On his appointment in May 2010, Mr. Osborne was the youngest Chancellor since 1886, and the third youngest in history. He presented eight budgets, the most of any Conservative Chancellor. Prior to that he was elected in 2001 as the youngest Conservative MP, ran David Cameron’s successful campaign to become Leader of the Conservative Party and helped negotiate the formation of Britain’s first Coalition Government since the Second World War.
Today, Mr. Osborne is Editor of London’s Evening Standard, one of Britain’s largest circulation newspapers, a post he has held since 2017. He is also a senior adviser to the BlackRock Investment Institute. He chairs the Partners Council of EXOR, the holding company for firms like Fiat Chrysler, Ferrari and the Economist Magazine. He is a visiting professor at Stanford’s Graduate School of Business, where he teaches a course in decision making – and he is a fellow of the Hoover Institute. He has a Masters Degree from Oxford University in Modern History. He was interviewed for the Review by Philip Delves Broughton, a Senior Consultant to Brunswick, former New York and Paris Bureau Chief for the Daily Telegraph and the author of best-selling books.

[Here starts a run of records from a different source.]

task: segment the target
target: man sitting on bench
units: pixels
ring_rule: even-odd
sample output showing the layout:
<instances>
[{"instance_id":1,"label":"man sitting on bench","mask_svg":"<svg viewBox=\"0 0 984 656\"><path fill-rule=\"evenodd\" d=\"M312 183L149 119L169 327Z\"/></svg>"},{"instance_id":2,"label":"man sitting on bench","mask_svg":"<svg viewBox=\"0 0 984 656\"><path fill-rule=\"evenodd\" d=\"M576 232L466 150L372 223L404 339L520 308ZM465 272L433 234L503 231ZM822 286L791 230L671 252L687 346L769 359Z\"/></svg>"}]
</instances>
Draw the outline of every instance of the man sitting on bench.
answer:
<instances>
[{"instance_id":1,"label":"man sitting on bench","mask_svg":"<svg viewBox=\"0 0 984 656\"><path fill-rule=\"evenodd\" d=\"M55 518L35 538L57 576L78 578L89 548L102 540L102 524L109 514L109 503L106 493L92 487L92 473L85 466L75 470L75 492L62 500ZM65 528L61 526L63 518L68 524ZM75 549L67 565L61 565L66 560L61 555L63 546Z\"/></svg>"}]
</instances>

How is it running a daily newspaper these days?
This pandemic is the biggest story of our lifetimes and there is an enormous amount of public interest in getting authoritative facts and analysis. But there’s also the real business challenge of the precipitous fall in advertising revenues. It’s both a great opportunity and a big challenge.
We’ve responded in two ways. First, we’ve had to reduce costs. We’ve put some of our staff on a furlough scheme, and we’re making sure we’re as efficient as we possibly can be.
Second, we have reshaped the newspaper to cover the Covid-19 crisis and dramatically changed the distribution. We used to hand out copies at Tube stations but people aren’t using the Tube. Now we’ve switched to hand delivering copies of the newspaper to homes across London. We’re also seeing traffic up on the online platform. This is just accelerating the merging of our print and digital operations.
What do you imagine it’s like in Downing Street?
Downing Street is a very small building. Even though you’re part of a broad network of the state with thousands of people working in departments and different arms of the government, ultimately the decision making comes down to a very few people in that very small building.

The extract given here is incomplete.